2.Associée à la théorie de la réception, l'intertextualité offre des indications précieuses puisqu'elle permet d'analyser la façon dont les textes portent de véritables scénographies de la lecture. De plus, en déplaçant la réflexion de l'histoire littéraire du côté d'une perception transhistorique, elle autorise l'examen de modalités non pas positivistes, mais mémorielles, de la relation production-réception.
3. Pour l'analyse stylistique des textes, l'intertextualité comme méthode peut être convoquée pour le repérage de disjonctions ou d'éléments hétérogènes, comme nous avons vu que le faisait Michael Riffaterre ; une stylistique de l'intertextualité semble également productive : en faisant l'inventaire des occurrences intertextuelles pour préciser leurs indices contextuels et leurs configurations formelles, il devient possible d'envisager les liens de la littérature avec elle-même comme des opérations techniques particulières. Par là, l'attention à l'intertextualité s'éloigne radicalement de la critique des sources : il ne s'agit plus d'identifier un modèle pour le valoriser mais, toujours dans une perspective transhistorique, d'analyser la circularité des effets de sens.

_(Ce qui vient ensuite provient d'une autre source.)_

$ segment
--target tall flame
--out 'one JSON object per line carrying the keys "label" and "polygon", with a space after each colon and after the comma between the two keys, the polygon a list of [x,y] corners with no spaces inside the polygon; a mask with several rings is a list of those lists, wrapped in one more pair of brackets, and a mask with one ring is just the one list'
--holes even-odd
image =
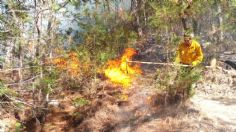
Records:
{"label": "tall flame", "polygon": [[113,83],[129,86],[134,75],[142,73],[140,65],[127,63],[136,54],[135,49],[127,48],[120,59],[109,60],[105,69],[105,76]]}

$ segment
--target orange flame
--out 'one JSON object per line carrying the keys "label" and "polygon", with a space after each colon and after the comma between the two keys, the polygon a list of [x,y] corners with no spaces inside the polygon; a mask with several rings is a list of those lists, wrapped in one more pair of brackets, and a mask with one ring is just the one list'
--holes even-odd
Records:
{"label": "orange flame", "polygon": [[134,75],[142,73],[140,65],[130,65],[127,63],[136,54],[136,50],[127,48],[121,59],[108,61],[105,76],[113,83],[130,86]]}

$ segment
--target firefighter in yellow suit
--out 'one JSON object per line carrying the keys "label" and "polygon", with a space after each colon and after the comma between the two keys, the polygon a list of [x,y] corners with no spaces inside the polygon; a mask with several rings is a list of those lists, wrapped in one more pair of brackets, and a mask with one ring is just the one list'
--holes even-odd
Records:
{"label": "firefighter in yellow suit", "polygon": [[193,84],[201,76],[198,69],[194,67],[200,64],[202,59],[201,45],[196,40],[193,40],[189,33],[185,33],[184,40],[179,44],[175,58],[176,63],[189,65],[189,67],[181,67],[176,76],[176,90],[182,94],[183,99],[188,99],[194,94]]}
{"label": "firefighter in yellow suit", "polygon": [[196,66],[202,62],[203,53],[200,44],[193,40],[190,34],[184,34],[182,41],[177,50],[176,63]]}

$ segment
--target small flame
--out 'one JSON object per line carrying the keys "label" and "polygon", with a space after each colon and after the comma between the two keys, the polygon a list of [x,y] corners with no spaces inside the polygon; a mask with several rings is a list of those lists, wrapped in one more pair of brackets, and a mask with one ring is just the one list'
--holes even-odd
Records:
{"label": "small flame", "polygon": [[142,73],[140,65],[130,65],[127,63],[136,54],[136,50],[127,48],[120,59],[108,61],[105,76],[113,83],[129,86],[134,75]]}

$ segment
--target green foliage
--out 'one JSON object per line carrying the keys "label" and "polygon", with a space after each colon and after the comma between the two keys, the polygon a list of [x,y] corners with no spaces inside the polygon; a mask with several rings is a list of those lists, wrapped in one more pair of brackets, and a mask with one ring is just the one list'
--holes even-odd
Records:
{"label": "green foliage", "polygon": [[193,84],[200,78],[200,67],[162,68],[156,72],[156,88],[165,91],[170,97],[181,96],[186,100],[194,95]]}

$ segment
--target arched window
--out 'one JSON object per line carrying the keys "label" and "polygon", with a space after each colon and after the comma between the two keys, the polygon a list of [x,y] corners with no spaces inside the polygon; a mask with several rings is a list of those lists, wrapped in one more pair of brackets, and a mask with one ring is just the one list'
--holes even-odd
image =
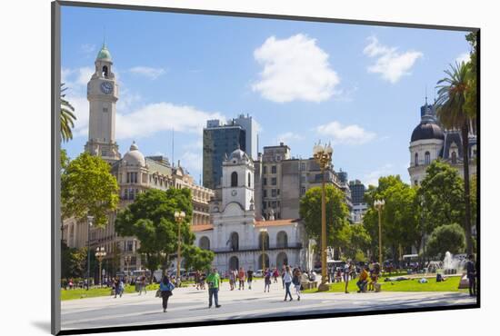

4. Combinée à la critique génétique, elle offre encore, on l'a vu, des pistes d'analyse intéressantes, en s'attachant aux opérations d'absorption progressive des matériaux extérieurs. Pierre-Marc de Biasi le souligne en conclusion de l'article « Intertextualité » de l'Encyclopedia Universalis : un nouvel horizon d'études consisterait à élucider « comment se construit l'emprunt, à l'état naissant ; comment la citation, le plagiat, la référence et l'allusion résultent aussi d'une appropriation et d'une intégration ayant l'espace même du texte qui s'invente. »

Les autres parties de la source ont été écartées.